Veneella 25/10/2019Uma fraude, de fatoDepois de ler Mentirosos é impossível não ficar seca em qualquer romance de mistério escrito por E. Lockhart e isso foi o que mais me impulsionou quando saiu Fraude Legítima pela editora Seguinte. Porém, onde o primeiro é impecável, o segundo deixou a desejar.
No livro temos Imogem Sokollof, uma órfã adotada por um casal de ricaços de Nova York, e Jules -Julietta West Williams-, uma órfã que não teve tanta sorte assim.
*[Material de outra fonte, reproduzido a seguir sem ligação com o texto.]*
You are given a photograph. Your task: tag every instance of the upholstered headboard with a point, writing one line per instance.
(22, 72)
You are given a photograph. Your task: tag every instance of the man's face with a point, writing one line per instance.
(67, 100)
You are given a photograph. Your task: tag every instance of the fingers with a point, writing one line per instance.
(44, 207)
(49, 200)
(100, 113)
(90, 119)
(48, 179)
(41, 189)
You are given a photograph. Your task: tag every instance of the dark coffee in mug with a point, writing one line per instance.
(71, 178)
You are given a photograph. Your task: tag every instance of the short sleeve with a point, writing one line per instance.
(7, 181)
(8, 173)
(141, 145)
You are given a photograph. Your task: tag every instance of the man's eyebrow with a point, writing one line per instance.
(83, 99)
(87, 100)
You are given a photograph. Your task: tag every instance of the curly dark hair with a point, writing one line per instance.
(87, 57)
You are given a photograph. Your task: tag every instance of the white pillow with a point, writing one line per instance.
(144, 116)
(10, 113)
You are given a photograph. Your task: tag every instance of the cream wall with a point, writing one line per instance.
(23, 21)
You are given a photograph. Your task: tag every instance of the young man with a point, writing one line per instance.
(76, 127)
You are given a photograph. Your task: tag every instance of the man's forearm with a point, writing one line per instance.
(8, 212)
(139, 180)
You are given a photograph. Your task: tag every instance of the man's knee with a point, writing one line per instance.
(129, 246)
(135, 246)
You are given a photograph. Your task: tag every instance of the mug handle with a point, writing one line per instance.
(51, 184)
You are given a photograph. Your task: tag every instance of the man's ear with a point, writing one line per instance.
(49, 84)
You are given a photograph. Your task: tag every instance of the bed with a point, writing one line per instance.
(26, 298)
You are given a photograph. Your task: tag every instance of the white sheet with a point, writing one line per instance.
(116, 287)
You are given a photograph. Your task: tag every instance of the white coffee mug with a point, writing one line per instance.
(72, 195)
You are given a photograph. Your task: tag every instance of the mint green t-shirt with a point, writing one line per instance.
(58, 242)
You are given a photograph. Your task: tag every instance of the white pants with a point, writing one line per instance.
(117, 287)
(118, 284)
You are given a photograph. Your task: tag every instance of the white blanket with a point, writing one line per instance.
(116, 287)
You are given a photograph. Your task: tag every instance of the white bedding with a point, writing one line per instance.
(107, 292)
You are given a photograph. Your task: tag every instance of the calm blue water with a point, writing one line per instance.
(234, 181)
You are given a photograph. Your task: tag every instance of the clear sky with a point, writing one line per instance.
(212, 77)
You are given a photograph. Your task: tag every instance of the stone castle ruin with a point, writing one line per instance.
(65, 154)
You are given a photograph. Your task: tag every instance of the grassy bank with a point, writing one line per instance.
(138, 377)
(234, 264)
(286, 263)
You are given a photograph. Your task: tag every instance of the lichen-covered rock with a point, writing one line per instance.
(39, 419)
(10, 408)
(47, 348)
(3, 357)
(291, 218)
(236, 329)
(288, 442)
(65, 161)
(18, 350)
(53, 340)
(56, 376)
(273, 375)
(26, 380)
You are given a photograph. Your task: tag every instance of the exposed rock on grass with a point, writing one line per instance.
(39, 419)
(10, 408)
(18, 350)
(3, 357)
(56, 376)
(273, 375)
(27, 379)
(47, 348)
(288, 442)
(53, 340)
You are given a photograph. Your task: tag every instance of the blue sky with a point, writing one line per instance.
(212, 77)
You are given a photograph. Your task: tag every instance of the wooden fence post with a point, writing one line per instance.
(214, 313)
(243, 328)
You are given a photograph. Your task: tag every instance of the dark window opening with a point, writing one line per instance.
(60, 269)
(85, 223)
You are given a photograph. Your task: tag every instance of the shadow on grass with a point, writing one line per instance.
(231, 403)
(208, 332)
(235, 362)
Immie quer ser livre para ser quem ela é, sem pressão e responsabilidades, como toda boa herdeira de respeito, já Jules… não sei bem o que ela quer ainda. Ser como Immie? Ser amiga dela? Ser ela?
A narrativa é bem ao estilo viciante, maravilhoso e misterioso de Mentirosos, onde a linha de tempo retrocede aos poucos, aumentando a visão do leitor até finalmente revelar a pintura completa. É um pouco confuso, mas me fisgou em ambas as leituras. Até aqui o livro estava funcionando pra mim, a narrativa de Lockhart é o que mais adoro no estilo da autora, porém seus personagens se perderam nessa linha confusa de acontecimentos.
Primeiro temos Imogem, que, convenhamos, não cede completamente ao estereótipo de riquinha mimada -embora chegue muuuito perto. Entre romances vitorianos, gentilezas, mentiras e impulsividade, não sabemos ao certo quem é a personagem, deixando uma sensação esquisita. Devíamos gostar dela? Desgostar? Seria ela um daqueles personagens vistos da ótica distorcida da protagonista e, sendo essa a única fonte a qual temos acesso, jamais saberemos a realidade? Talvez e por isso eu talvez também possa perdoá-la, mas não posso perdoar Jules.
“(…) Mas depois todos aqueles livros começaram a me dar náuseas. As heroínas estavam tão felizinhas o tempo todo. O exato paradigma da abnegação feminina. Tipo: “Estou morrendo de fome, mas aqui está, coma meu único pão!”. “Não consigo andar, estou paralisada, mas ainda enxergo o lado bom da vida, porque sou feliz!” A princesinha e Poliana estão vendendo um monte de mentiras horríveis.”
pág. 37
A protagonista desta história é, no mínimo, tão confusa quanto a narrativa, mas nem de longe tão boa. O que ela quer? O que a motiva? Quais são seus desejos, seus medos, seus sentimentos? Jules parece um robô, ela faz tudo de maneira seca, indiferente, sem propósito além da tarefa em mãos que ela simplesmente resolveu fazer, como se outra pessoa tivesse apertado um botão para tal. Ao final de tudo ainda não sei nada sobre ela, não entendi o que a levou a fazer nada no livro e não sei como ela se sentiu sobre basicamente nada do que fez.
Todos os personagens secundários, ao mesmo passo dos principais, também não fazem muito sentido. Forrest, o namorado de Imogem, talvez tenha sido o mais constante e por isso o que mais fez sentido. Ninguém é aprofundado, desvendado, desenvolvido, todos passam como figuras rasas em uma história que não tem motivação para existir.
Fraude Legítima faz jus ao título, me recuso a acreditar que seja a mesma autora de romances como Mentirosos e O Histórico Infame de Frankie Landau-Banks que escreveu algo tão raso e irrelevante.